Gabe poured his white first. When I got no'd on Semillon I went straight to Chenin, which was right. A Savennieres, in fact, Domaine Closel-Chateau de Vaults "La Jabousie". Stupidly, I failed to note the vintage, but it was at least five years old. Austere and bone dry, with a nose of dried pear and cheese. Next up was my white: chardonnay was guessed right off the bat but the group could get no further, flummoxed by the juxtaposition of the Chablis-like flinty, steely, petrol stuff with the voluptuous exotic fruits and plenty of strange and wonderful acids. It was guessed to be no older than five years, but in fact it's a 10 year old: 2000 Dalyrmple Chardonnay from Tasmania. Boo hoo, this was my last bottle.
Next up, a red: smokey red fruit, maturing, grenache-y, it seemed obviously a Rhone but in fact it was a non-vintage Les Cretes "Coteau la Tour" Vina de Tavola from Italy with the majority fruit syrah. Once it was unveiled I retasted it to see if I'd missed the acidity so typical of Italian wine but no, it wasn't there. Very good, though.
Now a wine from John: strawberry fruit leather, maple suyrup, oak-ness, dates...merlot? Yes, it had some in it, Spain? Priorat? Yes and yes: 2003 Scala Dei Priorat. Very good and at peak.
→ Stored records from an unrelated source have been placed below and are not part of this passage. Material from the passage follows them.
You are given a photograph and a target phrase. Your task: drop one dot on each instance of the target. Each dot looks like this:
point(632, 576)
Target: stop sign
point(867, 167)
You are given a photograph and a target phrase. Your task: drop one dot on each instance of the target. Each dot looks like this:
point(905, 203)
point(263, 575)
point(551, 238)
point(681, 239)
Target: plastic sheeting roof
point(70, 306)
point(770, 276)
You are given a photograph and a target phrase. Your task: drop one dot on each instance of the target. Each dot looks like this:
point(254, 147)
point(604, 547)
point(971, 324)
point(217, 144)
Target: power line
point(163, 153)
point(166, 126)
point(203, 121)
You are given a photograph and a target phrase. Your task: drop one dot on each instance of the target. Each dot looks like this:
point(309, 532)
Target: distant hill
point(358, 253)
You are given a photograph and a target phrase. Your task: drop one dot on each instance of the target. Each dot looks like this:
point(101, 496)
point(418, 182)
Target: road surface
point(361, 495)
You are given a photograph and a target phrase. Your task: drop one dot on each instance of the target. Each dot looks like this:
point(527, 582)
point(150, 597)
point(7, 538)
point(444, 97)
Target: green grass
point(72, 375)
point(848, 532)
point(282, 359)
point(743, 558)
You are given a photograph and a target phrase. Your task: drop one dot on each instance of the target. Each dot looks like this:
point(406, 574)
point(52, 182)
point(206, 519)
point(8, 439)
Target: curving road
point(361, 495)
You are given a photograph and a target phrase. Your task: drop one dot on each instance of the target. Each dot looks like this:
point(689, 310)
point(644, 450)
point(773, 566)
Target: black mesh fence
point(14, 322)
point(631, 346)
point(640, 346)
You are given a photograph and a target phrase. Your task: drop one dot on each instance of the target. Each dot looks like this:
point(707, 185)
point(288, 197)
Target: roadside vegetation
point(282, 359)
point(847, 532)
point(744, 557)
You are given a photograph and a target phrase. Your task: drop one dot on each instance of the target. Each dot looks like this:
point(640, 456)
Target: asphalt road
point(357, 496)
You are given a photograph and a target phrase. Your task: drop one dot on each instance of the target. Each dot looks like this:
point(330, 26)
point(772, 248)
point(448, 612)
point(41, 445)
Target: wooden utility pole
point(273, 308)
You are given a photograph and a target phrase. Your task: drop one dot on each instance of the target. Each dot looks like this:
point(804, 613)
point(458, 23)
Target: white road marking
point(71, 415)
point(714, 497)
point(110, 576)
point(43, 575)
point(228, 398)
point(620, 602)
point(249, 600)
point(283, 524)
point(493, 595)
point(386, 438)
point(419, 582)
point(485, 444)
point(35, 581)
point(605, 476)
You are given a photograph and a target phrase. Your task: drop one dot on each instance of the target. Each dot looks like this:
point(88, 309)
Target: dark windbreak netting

Jesse sent the next one around: cloudy, indistinct red fruit, olives, quite a bit of age on it. Too much, I think: it's a 95 Chateau du Trignon from Gigondas.
I decided it was time for one of my reds and passed the 2000 Joguet La Dioterie Cabernet Franc from Chinon. This wine reminded us how rarely we smell a truly perfect nose because perfect this was--hugely aromatic, it just wafted out of the glass and kissed you. Bordeaux was someone's first guess and when that failed Brian jumped in to nail Chinon. Medium red color with orange hue. Cherry red fruit on the nose with a little leather and brown sugar. On the palate, more red fruit with herbs and a smidge of green olive. Outstanding, and absolutely perfect for current drinking (Rahsaan, don't you have this one?), and pretty much everybody's WOTN.
Then came a wine from Allen: promising nose with sassafras and malt, but it otherwise gave no clues and the wine was totally shut down on the palate. Serious tannins. Should be a gorgeous wine some day but it's nowhere close to being drinkable now, and we were all surprised when a Gigondas was unveiled: 2004 Santa Duc Hautes des Garriques.
Out came another baby: Gabe's 2004 Croix de Labrie from St. Emilion. Showed a lot of Bordeaux elements and elegance, but it needs a lot more time.
Here comes something special from Jesse: licorice, tea, lithe red fruit, great acidity, smoke. It's drinking nicely right now but it will benefit from further cellaring: Brian nails nebbiolo immediately and astutely chooses Barbaresco, it's a 2001 Filles Cigliuti.
It looked like we were getting down to the bigger wines so I threw in my final entrant: the 2005 Vaillant Domaine Les Grandes Viges "Les Cocainelles Anjou-Villages I posted about recently, a wine I absolutely detested a year ago that has turned into something remarkably good. On the nose burdock root, parsnips, vitamin B6, and chalk. On the palate, black cherry and plums with a bit of chocolate. Fine tannins ease into a good finish. A great upside surprise for the group that way outperforms it's price tag of just $13.
Suddenly Vic swings into action and passes around a friendly puppy of a wine, it's all soft and cuddly and merlotish like a St. Emilion from a warm year. It's not St. Em, though, it's a Cotes du Blaye: 2005 Chateau Bel-Air La Royere. A delicious wine you could serve to anybody as it has something to please, in a way that few wines are able to do, all levels of experience. But wait, Vic's not done, here's another: round, new worldy fruit but savory and smokey in an old worldy way that everyone finds quite appealing, it's a 2003 Taltarni Shiraz. An excellent example of the OTHER Australia.
Now out comes this giant glass orb thing Allen walked in with earlier. I'm not sure what kind of decanter this is, but I am sure it didn't come into this world planning to be one.

Then Melissa decided she wanted to open a wine, too, so a cold white wine emerged: pale, almost clear with white flowers and hints of white pepper and ginger. Deceptively mild acidity and no oak. Very nice and refreshing after the Pride: 2007 Vinosia Malvasia.
Somehow about this point I spy a corked bottle on the side board I recognize for having one of the most beautiful labels I've ever seen, possibly even THE most beautiful: "Gabe, is that the same bottle we tasted a month ago?" It was. Open four weeks now, the 2008 La Cote de l'Ange CdP Blanc had marzipan and pear going on and though it had been left out a bit too long, it was only barely oxidative. Quite impressive. Would be one to buy and hold.